The Practice of Living More
I’ve become known in some circles as an avid traveler, but don’t think of myself that way. That’s comparison at work, both theirs and mine, fogging the lens of perspective. Wiping it clear, it’s more that I’m an aspiring traveler immersed in a busy life. That’s not quite the same thing, but better for me at this point in my life. Travel is a choice, and so is building a strong sense of place and contribution. We can have a healthy measure of each applying a little balance and flexibility, but we can’t have it all. What will we choose, knowing this?
“We are what we repeatedly do. Excellence, then, is not an act, but a habit. — Aristotle
Aristotle may have also observed that mediocrity is also built on repeatedly doing. We each get our stack of days to work with. Some choices are taken from us, some choices are hidden from us, but most of us in the modern western world have the agency to do with the bulk of our time what we would. Habitualizing excellence seems a prudent use of that time.

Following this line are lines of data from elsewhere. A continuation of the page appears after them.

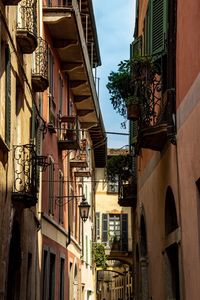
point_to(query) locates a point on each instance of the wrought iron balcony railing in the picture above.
(81, 158)
(52, 115)
(155, 116)
(27, 26)
(11, 2)
(57, 3)
(40, 66)
(26, 165)
(128, 193)
(68, 133)
(24, 185)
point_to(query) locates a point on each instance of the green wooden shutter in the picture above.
(8, 96)
(124, 232)
(104, 228)
(159, 25)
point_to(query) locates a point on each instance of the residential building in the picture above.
(19, 168)
(52, 138)
(166, 140)
(114, 231)
(75, 144)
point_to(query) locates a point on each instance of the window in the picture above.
(155, 27)
(115, 228)
(52, 276)
(8, 95)
(112, 187)
(28, 278)
(86, 249)
(51, 185)
(60, 195)
(52, 105)
(45, 276)
(98, 225)
(60, 94)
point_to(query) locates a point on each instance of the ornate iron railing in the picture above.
(57, 3)
(40, 67)
(27, 16)
(24, 162)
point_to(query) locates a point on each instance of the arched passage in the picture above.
(13, 282)
(143, 274)
(172, 248)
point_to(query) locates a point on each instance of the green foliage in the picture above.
(120, 87)
(116, 166)
(99, 255)
(131, 83)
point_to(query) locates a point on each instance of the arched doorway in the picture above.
(172, 248)
(13, 281)
(143, 261)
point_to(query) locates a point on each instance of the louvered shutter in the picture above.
(104, 228)
(159, 24)
(124, 232)
(8, 96)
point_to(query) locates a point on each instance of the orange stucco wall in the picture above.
(188, 45)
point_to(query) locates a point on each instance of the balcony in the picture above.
(68, 133)
(24, 176)
(72, 47)
(81, 159)
(26, 34)
(82, 172)
(128, 194)
(40, 68)
(11, 2)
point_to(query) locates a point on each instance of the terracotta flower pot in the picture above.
(133, 111)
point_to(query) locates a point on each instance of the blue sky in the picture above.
(115, 27)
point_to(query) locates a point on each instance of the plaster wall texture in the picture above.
(160, 173)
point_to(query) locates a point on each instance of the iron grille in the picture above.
(27, 16)
(24, 163)
(41, 59)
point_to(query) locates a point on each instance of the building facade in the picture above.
(165, 139)
(52, 138)
(113, 231)
(19, 161)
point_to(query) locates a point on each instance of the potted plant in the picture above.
(127, 86)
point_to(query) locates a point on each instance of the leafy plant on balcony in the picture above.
(131, 84)
(117, 166)
(99, 255)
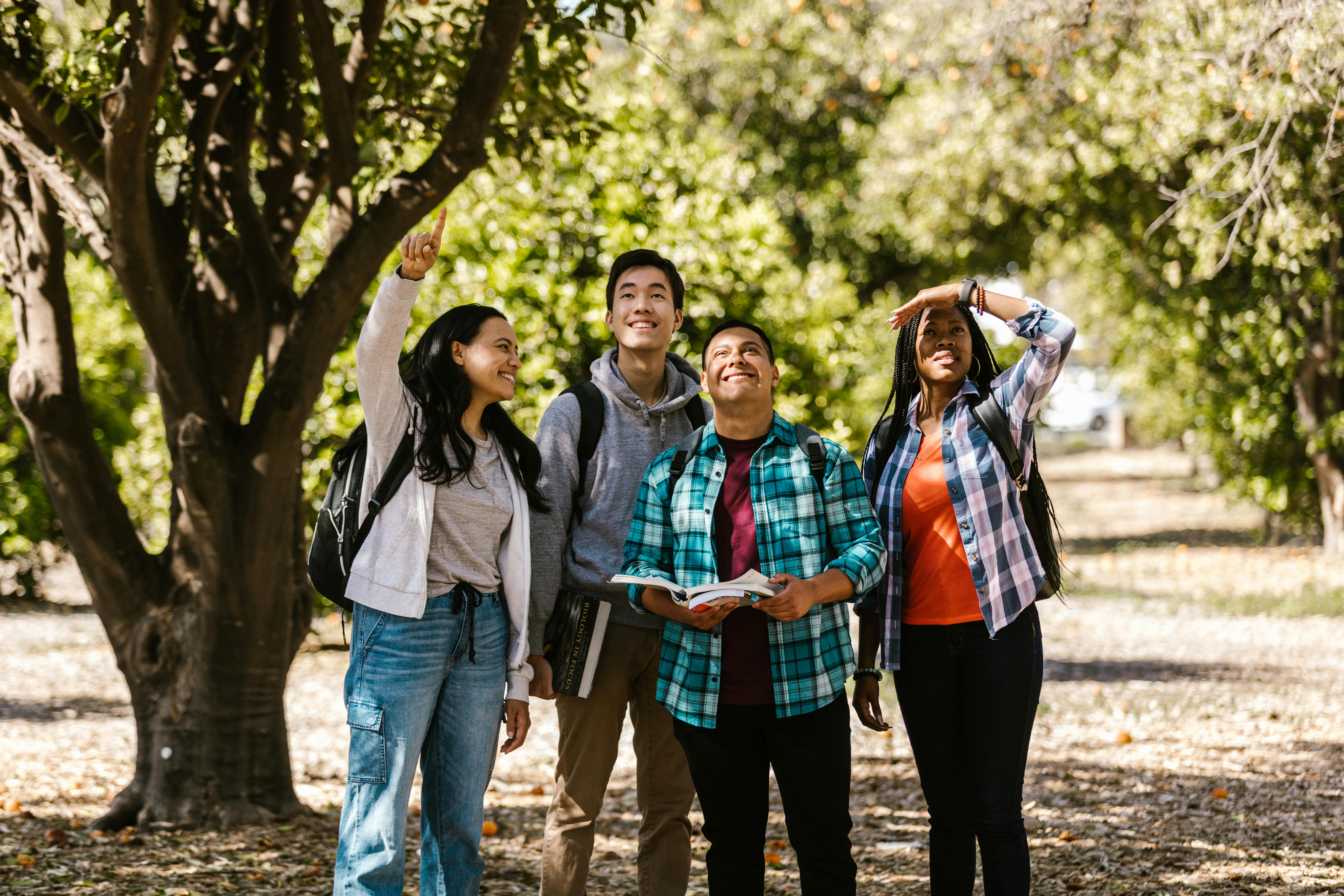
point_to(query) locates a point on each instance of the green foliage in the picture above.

The trick in living a life closer to excellence is in the repeatedly doing part. Arete, or excellence in life, is something to aspire to through our daily action. We pay penance to the gods we serve through our habits and applied effort. Put another way, through our practice:
“When an activity becomes a practice, it shifts from something that you are doing at a point in time to an ongoing process of becoming.” — Brad Stulberg, The Practice of Groundedness
The practice of daily living is ongoing, but with an expiration date we either reconcile ourselves with or distract ourselves from. Stoicism is holding on to that realization that this all ends one day and making the most of the time. How we live matters a great deal when we feel the urgency of an expiration date. Continuous improvement and living with intent are a prudent use of that urgency. The practice of living more means working to realize the things we aspire to, while savoring the life we’ve already built for ourselves.